日本企業のこれまでとこれから

Bこれからの企業のあり方A

うかつな発言で企業信頼を失うよりも、内部をしっかりさせる事。
つまり、内部統制(Internal Control)をしっかりさせる事が大切になってきます。
先ほども書きました通り、大企業には備わっているものです。
それがなければ、監査の段階で問題になりますし。

が、働かなかったのは事実ですから。
米国の学生は、就職活動の際にに企業に対して「内部統制の有効性を質問」するそうです。
そうでないと、怖くて働けないから、だそうです。
僕の場合、見た限りでは、そういう事はあまり考えないのが一般的だったと思います。
聞いても、そうない様に信じるしかないです、との答えが帰ってきた場合もあります。

<内部統制・法令遵守を有効にする為に>

JRの事件では、マニュアルを配っていた様ですが、それは働きませんでした。
タダ単にマニュアルを配るだけでは、不十分なのは十分承知のはず。
「これ、読んどいてね〜。世の中が世の中だしね〜。」みたいに笑っている人はいませんか?

内部統制とは、単なる管理ではありません。
「目的達成に関して合理的な保証を提供する事を意図した、事業単位、
経営者およびその他の構成員によって遂行されるプロセス」とあります。

ここのプロセスとは、5つあります。

  1. モニタリング(Monitoring):日常と独立機関による監視
  2. 情報と伝達(Information and Communication):情報をどう伝えるのか
  3. コントロール行動(Control Activities):リスクを管理する
  4. リスク評価(Risk Assesement):不確実性の算定
  5. コントロール環境(Control Environment):企業風土

これらは口にする事は簡単ですが、徹底させるのはかなり大変です。
意識が一番の問題ですし、機械って誤作動多いしな、で済ます日常ではダメなんです。
外部に頼むのは簡単ですが、お金も掛かります。時間もかかります。

<コーポレートガバナンスとの関係とは>

コーポレートガバナンスとは、経営陣に対する規律づけ。
外部から人を招いたり、するのもそうですね。株主や債権者も入っています。
ただ、これと内部統制は大きな関係があります。

マネージメントの人たちによる実態把握の不十分さ(=内部統制の欠如)の状態で、
いくら他の人たちが経営陣を規律したところで、それは末端までいかないものであり、
意味のないものとなってしまいます。この2つを一緒に議論していく事が大切ですね。

<米会計不信からの議論>

14年の商法改正から、アメリカ型のコーポレートガバナンスの採用出来る様になりました。
しかし、ここに来て、アメリカの会計不信・コーポレートガバナンス不信が起こり、
「いや、やっぱり、アメリカは失敗したんだから、このままでいいんだよ」という流れになるのは
もの凄く怖い事であると思います。

日本経団連は、10月13日、不祥事防止に向けた取り組みを発表しました。

  1. 行動指針の整備・充実
  2. トップの基本姿勢の社内外への表明と取り組みの開示
  3. 全社的な取り組みの整備(倫理委員など)
  4. 「企業倫理ヘルプライン(相談窓口)」の整備
  5. 教育・研修の実施・充実(階層別・職種別)
  6. 企業倫理の浸透・定着状況のチェックと評価
  7. 不祥事が起こった場合の適格な情報開示・原因の究明・再発防止策・処分など。
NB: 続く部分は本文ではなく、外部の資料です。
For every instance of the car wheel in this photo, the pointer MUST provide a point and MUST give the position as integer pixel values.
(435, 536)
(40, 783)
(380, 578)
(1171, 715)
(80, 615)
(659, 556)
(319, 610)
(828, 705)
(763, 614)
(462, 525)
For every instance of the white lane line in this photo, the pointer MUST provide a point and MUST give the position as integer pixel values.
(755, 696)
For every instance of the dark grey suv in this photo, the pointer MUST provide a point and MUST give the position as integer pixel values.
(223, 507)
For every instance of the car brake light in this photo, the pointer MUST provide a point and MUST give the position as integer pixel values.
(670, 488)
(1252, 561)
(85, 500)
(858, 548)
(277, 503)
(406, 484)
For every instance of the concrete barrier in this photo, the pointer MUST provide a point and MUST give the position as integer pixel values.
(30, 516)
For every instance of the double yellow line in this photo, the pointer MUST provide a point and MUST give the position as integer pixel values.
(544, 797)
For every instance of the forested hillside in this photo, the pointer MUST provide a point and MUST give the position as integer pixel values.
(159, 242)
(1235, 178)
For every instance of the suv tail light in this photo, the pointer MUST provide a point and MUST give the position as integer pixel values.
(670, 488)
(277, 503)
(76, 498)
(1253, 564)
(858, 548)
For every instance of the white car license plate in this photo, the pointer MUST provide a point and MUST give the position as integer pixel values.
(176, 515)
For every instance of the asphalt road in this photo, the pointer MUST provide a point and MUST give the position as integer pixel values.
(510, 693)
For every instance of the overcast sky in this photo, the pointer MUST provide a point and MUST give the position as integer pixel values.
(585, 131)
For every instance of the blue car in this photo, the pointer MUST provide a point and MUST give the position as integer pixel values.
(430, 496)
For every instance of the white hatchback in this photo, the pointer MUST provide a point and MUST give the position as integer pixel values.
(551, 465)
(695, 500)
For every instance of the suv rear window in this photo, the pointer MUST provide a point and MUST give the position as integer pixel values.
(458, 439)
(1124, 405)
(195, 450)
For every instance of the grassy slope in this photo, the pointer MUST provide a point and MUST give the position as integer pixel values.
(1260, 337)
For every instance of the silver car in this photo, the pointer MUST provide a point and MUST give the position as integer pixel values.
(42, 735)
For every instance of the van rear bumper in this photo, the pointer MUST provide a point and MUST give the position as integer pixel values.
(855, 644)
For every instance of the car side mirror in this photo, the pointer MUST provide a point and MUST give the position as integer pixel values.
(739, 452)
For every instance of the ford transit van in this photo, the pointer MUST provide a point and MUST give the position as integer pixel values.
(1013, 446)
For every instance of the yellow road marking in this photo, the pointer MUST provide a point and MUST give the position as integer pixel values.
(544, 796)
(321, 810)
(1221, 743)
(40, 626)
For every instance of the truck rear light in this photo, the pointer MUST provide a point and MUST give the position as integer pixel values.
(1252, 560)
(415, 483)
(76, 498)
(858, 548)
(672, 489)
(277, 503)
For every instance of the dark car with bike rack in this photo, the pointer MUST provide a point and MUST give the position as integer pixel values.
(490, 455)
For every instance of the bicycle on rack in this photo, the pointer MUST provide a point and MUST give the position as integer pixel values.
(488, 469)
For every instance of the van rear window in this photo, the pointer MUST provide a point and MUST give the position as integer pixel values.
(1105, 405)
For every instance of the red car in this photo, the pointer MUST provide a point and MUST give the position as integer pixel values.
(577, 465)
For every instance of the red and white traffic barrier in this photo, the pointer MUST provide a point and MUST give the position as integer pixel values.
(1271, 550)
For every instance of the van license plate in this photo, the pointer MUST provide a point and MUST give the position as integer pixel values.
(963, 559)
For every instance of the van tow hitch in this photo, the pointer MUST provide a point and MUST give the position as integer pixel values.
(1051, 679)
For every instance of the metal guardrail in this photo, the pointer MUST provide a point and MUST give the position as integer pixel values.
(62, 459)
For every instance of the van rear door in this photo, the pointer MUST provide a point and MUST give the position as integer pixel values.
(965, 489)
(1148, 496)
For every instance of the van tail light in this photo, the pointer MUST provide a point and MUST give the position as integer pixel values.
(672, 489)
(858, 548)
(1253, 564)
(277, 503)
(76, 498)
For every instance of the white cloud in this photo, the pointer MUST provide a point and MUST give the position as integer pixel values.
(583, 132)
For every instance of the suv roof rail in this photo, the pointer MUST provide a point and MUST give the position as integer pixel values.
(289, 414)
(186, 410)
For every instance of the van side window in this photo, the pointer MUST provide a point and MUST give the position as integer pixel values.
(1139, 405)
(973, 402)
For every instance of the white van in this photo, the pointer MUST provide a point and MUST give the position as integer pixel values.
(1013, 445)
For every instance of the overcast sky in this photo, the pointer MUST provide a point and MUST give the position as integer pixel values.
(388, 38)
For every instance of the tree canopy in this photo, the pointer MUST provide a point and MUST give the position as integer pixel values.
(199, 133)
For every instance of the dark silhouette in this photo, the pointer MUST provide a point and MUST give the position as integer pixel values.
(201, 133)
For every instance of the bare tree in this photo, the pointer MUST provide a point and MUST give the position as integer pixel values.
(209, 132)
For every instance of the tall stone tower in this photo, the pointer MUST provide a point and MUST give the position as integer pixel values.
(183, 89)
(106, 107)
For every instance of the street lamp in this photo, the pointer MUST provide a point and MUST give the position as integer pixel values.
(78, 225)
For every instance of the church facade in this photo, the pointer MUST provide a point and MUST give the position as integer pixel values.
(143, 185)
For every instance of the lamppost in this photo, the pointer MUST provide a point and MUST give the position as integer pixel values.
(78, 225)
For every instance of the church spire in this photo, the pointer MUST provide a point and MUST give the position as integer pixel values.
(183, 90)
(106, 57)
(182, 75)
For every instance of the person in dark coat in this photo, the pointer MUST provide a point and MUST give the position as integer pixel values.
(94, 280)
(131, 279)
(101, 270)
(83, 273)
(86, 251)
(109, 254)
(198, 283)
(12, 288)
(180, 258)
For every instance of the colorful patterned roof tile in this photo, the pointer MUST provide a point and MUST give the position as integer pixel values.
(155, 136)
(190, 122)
7項目ありますが、「必要なのは個々の企業の取り組み如何」という奥田会長の発言にもありますが、
アメリカでは、CEOに最高25年の禁固刑の罰など決めても、本当に起こってないかは分りません。
ヘルプラインなんて、使う人はいるのでしょうか。
ここで話したら、爪弾きにされる事もないのでしょうか。
疑ってかかる事ほどギスギスするものはありません。上手く、企業として対策を講じて欲しいものです。